Photo by Charles Edward Miller
The gender pay gap in Florida shows women earn 85 cents for every dollar a man makes, and today, several women's groups are joining forces to help change Florida law – and even the U.S. Constitution.
Florida was a battleground state in attempts to ratify the Constitution to enshrine equality under the law for both women and men. But efforts to pass an Equal Rights Amendment in the Florida Legislature have been on perpetual stall.
Florida's National Organization for Women holds a news conference in Orlando today with women legislators and advocates. Kim Porteous, president of Florida NOW, says they're touting bills to be introduced to close the wage gap and ratify the ERA.

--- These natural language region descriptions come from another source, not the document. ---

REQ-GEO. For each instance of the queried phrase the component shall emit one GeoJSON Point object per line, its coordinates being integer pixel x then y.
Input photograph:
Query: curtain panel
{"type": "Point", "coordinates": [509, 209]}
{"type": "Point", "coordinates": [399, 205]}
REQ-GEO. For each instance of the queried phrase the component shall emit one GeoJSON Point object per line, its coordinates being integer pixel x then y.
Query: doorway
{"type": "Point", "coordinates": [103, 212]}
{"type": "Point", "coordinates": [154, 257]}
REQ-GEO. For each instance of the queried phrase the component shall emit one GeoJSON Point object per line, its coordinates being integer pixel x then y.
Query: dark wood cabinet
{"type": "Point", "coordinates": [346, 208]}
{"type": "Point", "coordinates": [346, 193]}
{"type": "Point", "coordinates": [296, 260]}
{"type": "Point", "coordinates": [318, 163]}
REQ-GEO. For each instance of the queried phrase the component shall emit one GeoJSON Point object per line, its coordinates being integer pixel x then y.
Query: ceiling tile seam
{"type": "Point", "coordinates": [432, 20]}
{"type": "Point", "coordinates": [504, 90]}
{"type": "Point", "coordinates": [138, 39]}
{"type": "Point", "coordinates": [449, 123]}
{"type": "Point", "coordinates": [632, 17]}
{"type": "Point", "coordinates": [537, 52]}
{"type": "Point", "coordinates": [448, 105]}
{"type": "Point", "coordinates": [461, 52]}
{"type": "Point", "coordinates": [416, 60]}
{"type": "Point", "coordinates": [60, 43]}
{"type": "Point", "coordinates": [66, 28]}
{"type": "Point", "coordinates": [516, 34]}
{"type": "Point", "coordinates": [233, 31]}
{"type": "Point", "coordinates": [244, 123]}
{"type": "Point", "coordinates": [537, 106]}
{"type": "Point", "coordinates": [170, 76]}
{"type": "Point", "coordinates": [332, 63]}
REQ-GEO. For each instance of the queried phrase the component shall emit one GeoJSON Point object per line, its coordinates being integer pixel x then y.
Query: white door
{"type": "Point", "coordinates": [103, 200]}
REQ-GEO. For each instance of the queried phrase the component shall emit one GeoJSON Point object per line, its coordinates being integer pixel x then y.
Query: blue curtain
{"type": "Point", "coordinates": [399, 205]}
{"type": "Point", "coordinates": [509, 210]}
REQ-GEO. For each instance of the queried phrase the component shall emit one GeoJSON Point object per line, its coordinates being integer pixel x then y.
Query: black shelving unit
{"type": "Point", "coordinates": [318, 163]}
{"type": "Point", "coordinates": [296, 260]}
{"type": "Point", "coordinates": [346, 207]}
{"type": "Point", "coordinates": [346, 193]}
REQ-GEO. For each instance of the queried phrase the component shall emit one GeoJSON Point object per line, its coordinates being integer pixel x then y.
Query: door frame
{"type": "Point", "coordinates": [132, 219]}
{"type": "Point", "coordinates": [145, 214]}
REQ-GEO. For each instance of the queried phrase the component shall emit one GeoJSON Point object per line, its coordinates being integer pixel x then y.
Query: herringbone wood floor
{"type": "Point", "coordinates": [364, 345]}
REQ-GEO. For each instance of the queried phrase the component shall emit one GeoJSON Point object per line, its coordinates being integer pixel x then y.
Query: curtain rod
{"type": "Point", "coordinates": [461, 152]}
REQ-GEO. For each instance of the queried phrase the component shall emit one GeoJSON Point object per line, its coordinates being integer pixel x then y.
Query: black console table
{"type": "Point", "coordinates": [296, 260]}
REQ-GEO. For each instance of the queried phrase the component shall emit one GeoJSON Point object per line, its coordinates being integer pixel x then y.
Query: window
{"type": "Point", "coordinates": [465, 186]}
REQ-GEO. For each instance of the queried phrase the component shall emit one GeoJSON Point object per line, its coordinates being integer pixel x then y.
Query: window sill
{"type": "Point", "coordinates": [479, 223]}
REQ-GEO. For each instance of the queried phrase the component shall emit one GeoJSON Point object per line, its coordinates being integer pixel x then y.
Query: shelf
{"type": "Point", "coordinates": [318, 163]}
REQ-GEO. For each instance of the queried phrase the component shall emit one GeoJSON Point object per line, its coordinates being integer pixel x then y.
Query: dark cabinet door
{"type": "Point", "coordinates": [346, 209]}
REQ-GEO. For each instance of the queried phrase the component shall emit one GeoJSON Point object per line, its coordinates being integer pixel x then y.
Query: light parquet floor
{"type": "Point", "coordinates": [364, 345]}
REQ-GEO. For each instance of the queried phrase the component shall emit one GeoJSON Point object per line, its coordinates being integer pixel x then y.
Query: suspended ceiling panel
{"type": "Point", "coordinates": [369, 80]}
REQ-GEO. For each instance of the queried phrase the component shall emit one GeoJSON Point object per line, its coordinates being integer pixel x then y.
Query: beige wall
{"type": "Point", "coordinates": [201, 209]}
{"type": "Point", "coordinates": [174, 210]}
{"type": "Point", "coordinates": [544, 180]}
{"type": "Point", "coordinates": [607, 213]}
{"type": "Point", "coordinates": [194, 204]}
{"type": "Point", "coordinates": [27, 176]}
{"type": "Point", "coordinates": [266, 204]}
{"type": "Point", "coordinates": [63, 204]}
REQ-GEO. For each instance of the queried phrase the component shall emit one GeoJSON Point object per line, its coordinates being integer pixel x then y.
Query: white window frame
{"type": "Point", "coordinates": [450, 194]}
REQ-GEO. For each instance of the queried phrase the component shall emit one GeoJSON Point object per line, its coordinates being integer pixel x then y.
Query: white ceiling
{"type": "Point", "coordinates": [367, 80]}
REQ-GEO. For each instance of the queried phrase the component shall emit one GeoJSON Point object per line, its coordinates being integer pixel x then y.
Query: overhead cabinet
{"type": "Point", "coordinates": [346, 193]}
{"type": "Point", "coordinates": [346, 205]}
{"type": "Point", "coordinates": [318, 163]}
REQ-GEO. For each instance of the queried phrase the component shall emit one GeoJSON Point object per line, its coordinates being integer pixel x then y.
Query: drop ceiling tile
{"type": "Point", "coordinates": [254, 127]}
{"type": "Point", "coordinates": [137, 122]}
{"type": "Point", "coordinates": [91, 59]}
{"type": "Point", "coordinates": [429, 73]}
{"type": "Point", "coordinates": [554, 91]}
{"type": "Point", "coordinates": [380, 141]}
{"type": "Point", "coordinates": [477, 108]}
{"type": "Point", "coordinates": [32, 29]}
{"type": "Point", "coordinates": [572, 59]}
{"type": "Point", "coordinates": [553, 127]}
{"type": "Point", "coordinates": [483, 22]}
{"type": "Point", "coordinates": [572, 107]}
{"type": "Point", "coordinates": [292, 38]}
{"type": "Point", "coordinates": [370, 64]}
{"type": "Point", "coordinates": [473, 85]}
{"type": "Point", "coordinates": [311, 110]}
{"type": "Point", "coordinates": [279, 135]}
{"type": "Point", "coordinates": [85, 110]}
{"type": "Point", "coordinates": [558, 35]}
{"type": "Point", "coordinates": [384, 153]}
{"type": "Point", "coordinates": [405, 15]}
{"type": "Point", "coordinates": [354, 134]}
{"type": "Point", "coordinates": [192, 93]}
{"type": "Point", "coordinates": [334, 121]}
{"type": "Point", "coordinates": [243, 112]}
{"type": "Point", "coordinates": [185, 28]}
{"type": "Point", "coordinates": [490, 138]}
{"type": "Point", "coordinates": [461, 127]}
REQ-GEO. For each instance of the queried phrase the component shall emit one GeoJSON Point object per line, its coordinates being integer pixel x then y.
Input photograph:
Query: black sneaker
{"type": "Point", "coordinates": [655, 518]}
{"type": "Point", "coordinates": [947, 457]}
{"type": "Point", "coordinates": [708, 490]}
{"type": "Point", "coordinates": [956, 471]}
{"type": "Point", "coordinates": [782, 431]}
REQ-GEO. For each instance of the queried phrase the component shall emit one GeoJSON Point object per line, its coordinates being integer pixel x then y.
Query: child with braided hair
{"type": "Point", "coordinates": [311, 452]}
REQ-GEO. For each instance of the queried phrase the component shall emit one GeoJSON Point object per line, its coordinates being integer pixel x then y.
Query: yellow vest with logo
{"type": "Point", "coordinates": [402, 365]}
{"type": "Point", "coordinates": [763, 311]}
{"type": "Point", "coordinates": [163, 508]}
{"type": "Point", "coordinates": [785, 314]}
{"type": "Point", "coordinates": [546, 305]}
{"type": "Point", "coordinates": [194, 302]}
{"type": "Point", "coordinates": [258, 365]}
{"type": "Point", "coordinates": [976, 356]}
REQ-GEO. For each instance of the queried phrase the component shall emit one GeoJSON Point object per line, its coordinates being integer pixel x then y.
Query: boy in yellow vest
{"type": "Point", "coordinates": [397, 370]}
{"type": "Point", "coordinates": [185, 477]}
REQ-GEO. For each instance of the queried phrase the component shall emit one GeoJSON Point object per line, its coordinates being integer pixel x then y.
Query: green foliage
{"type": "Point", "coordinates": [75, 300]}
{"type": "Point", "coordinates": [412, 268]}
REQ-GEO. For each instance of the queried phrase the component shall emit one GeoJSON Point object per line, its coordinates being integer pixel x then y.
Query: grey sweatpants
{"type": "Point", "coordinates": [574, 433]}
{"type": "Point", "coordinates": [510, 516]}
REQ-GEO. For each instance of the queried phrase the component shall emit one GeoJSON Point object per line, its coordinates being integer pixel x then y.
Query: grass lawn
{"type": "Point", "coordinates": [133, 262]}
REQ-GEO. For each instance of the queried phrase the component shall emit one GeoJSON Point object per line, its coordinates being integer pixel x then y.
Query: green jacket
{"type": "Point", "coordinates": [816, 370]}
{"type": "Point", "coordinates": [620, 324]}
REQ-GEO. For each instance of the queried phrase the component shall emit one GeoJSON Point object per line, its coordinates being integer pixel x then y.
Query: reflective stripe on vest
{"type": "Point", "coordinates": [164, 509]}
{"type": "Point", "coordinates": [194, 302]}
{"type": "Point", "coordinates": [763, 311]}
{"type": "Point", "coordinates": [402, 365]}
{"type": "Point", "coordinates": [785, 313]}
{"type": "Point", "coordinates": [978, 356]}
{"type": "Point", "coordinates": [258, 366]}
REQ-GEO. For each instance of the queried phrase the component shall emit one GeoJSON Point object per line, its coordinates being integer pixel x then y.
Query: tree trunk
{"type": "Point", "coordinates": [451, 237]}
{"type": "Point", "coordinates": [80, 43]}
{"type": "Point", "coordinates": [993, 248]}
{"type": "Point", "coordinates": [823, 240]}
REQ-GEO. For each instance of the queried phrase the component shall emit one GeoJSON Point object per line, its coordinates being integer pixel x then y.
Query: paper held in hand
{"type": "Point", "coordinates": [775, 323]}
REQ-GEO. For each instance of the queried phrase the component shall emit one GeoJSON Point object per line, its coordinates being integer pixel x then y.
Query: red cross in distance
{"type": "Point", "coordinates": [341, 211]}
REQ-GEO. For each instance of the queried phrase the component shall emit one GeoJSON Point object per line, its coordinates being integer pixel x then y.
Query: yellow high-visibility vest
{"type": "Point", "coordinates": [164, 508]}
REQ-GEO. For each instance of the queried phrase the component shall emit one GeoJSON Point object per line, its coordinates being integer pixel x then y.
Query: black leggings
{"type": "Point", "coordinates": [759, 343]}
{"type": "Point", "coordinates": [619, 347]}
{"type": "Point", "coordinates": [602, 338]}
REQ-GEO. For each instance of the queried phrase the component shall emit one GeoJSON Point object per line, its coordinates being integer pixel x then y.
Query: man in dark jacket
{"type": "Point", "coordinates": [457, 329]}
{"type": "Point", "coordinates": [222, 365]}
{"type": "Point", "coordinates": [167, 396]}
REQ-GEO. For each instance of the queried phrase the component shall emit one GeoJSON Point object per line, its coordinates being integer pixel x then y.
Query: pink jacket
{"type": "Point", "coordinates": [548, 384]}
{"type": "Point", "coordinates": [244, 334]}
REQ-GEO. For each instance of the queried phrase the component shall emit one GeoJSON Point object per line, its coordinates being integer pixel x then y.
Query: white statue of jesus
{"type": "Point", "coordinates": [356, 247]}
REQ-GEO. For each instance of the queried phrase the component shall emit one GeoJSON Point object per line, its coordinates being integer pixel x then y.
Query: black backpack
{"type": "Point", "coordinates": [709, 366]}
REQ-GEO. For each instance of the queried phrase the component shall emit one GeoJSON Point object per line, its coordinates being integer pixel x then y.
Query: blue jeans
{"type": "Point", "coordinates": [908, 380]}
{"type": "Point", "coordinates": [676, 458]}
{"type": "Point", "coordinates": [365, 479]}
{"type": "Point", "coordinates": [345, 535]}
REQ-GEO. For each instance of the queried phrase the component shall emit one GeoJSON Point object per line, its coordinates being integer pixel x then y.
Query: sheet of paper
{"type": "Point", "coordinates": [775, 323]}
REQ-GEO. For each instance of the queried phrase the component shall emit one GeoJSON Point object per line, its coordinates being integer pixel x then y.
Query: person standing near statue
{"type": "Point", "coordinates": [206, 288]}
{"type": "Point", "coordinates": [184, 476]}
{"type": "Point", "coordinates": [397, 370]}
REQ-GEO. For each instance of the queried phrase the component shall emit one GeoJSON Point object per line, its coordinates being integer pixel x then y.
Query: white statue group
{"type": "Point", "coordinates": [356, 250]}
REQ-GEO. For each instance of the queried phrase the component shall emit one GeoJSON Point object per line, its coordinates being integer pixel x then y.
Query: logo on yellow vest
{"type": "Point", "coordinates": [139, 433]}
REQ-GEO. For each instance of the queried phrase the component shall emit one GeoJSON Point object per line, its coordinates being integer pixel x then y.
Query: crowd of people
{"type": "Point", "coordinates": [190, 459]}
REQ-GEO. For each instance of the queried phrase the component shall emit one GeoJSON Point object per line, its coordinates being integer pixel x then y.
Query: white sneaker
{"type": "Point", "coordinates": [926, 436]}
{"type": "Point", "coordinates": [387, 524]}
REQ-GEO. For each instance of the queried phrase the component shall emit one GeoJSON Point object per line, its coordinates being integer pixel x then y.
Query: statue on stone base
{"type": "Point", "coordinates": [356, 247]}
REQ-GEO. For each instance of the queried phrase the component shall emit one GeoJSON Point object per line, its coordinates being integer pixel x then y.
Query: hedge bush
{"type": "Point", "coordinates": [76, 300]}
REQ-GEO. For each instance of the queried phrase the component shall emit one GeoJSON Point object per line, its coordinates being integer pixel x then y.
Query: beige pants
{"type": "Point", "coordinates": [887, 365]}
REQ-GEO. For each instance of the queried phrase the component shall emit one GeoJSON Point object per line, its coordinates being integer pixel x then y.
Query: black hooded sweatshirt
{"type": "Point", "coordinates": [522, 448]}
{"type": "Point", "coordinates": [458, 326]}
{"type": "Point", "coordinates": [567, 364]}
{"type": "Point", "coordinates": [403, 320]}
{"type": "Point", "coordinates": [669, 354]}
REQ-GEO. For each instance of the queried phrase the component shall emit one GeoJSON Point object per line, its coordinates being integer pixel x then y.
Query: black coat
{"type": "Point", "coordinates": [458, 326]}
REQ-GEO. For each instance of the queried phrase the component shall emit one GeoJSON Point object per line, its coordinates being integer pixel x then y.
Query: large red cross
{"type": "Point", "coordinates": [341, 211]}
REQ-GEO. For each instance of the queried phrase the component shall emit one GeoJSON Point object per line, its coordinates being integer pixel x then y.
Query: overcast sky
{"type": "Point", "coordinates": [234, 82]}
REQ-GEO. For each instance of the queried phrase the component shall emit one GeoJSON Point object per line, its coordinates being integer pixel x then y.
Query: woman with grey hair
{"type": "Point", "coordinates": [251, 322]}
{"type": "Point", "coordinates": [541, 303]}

"Because this Constitution was not written for women," says Porteous. "It was written for, frankly, wealthy white men, and we've had to ratify it to make it better. We did it for the abolishment of slavery, with the 13th Amendment."
And Porteous says it's important to do it for women, too, despite some critics who claim the issue is moot considering gender discrimination laws.
Porteous says she's hoping lawmakers will hear bills like the Sen. Helen Gordon Davis Fair Pay Protection Act, sponsored by Sen. Linda Stewart, D-Orange County, and Rep. Geraldine Thompson, D-44. It would ban employers from compensating workers based on sex or gender identity.
She'd also like to see Florida tip the scales on the ERA.
"Virginia is lined up to be that 38th state, but we've been fighting hard for it here, too," says Porteous. "And it's important to just take that stand – for our legislators to say, 'Yes, we believe that women should have constitutional equality.'"
The Amendment was introduced or voted on in every legislative session from 1972 until 1982. It passed the Florida House of Representatives on several occasions, but never in the Senate.
Porteous is calling for the Senate version of the resolution to be placed on the Senate Judiciary Committee's agenda in January.
Photo via Florida Memory Archives
Anti-ERA women watching a committee meeting of the Florida Senate in 1979, where consideration of the ERA was postponed, thus effectively killing ratification.
The amendment (text below) was introduced to Congress first in 1923.
Section 1. Equality of rights under the law shall not be denied or abridged by the United States or by any State on account of sex.
Section 2. The Congress shall have the power to enforce, by appropriate legislation, the provisions of this article.
Section 3. This amendment shall take effect two years after the date of ratification.